Cuando entró en el salón de la vieja granja, vio que la mujer sostenía al niño en su regazo. Lo había envuelto en una manta y le había dado agua; el niño rodeó la taza con sus deditos rojos de frío y los demás se reunieron en la habitación sin que nadie dijera nada. Todos observaban al niño, maravillados. «¿Cómo es posible?». El niño gimió. Desvió la mirada de una cara a otra en busca de algo familiar, pero eran tan desconocidos para él como lo eran ellos entre sí antes de que el mundo acabara. Se quejó de que tenía frío y de que le dolía la garganta. Tenía mucha pupa en la garganta.

La mujer que lo sostenía le pidió que abriera la boca. Vio el tejido inflamado en el fondo de la boca, pero no vio el finísimo cable incrustado cerca de la abertura de la garganta. No pudo ver el cable ni la diminuta cápsula conectada a su extremo. Al inclinarse sobre el niño para ver mejor la garganta, no podía saber que el dispositivo que le habían colocado dentro estaba calibrado para detectar el dióxido de carbono de su aliento.

Nuestro aliento es el gatillo.

Nuestros niños son el arma.

El estallido vaporizó la vieja granja al instante.

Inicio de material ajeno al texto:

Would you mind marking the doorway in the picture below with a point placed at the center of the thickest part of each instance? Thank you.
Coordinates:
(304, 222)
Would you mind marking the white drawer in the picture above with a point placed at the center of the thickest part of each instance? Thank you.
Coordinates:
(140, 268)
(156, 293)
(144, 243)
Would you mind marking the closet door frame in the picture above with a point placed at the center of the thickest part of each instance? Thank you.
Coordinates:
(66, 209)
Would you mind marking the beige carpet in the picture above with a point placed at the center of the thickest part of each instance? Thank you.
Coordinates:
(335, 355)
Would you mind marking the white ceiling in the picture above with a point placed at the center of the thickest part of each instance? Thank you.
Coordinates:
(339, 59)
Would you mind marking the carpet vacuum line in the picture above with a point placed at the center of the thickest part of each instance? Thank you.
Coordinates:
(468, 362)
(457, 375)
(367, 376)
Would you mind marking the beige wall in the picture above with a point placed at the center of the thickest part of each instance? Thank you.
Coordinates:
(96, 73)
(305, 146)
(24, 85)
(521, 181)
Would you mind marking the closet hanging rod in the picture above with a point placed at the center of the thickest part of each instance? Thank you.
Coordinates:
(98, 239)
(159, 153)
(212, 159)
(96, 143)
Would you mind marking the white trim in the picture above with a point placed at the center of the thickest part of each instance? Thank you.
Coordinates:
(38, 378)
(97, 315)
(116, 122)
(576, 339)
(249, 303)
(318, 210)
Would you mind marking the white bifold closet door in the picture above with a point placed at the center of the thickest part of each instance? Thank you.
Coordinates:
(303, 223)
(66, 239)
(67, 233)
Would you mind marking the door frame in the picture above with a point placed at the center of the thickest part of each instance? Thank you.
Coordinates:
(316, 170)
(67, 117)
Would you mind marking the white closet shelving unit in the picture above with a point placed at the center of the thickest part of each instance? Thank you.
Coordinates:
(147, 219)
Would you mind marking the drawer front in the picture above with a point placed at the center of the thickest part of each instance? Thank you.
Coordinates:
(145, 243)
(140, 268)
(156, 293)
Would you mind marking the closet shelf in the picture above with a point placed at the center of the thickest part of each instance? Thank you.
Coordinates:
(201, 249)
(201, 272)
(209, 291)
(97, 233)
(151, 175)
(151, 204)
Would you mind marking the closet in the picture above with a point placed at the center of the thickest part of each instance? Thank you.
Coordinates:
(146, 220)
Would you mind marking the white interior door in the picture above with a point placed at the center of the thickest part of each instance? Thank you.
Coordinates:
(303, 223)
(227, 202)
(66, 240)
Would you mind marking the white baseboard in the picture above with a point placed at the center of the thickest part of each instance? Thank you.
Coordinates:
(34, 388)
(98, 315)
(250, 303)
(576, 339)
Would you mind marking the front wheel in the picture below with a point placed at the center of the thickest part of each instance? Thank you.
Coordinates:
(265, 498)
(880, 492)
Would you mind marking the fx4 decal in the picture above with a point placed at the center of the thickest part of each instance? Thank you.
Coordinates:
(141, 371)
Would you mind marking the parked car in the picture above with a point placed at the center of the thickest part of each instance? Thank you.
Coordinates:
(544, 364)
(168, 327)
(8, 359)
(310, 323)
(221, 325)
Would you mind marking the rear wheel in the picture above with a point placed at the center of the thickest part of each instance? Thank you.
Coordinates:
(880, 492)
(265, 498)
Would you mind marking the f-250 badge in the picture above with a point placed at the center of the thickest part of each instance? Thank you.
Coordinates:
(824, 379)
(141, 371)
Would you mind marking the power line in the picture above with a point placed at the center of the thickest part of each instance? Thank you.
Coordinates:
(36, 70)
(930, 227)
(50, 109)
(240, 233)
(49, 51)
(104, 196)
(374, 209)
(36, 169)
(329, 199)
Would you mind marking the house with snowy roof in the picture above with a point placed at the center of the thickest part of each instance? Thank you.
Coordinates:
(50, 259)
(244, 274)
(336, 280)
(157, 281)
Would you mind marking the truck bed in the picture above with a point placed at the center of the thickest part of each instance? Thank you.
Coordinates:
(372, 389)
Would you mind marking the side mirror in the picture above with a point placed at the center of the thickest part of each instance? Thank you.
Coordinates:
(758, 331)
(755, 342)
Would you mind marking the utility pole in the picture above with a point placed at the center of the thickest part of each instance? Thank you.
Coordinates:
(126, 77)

El trigo tardó más. No quedó nada de la granja, ni de los anexos, ni del granero en el que guardaban la abundante cosecha cada dos años. Sin embargo, los tallos esbeltos y secos que consumió el fuego se convirtieron en cenizas y, al ponerse el sol, un helado viento del norte barrió la pradera y se llevó las cenizas al cielo, para después transportarlas durante cientos de kilómetros antes de depositarlas de nuevo, convertidas en una nieve gris y negra que se posó con indiferencia en el suelo baldío.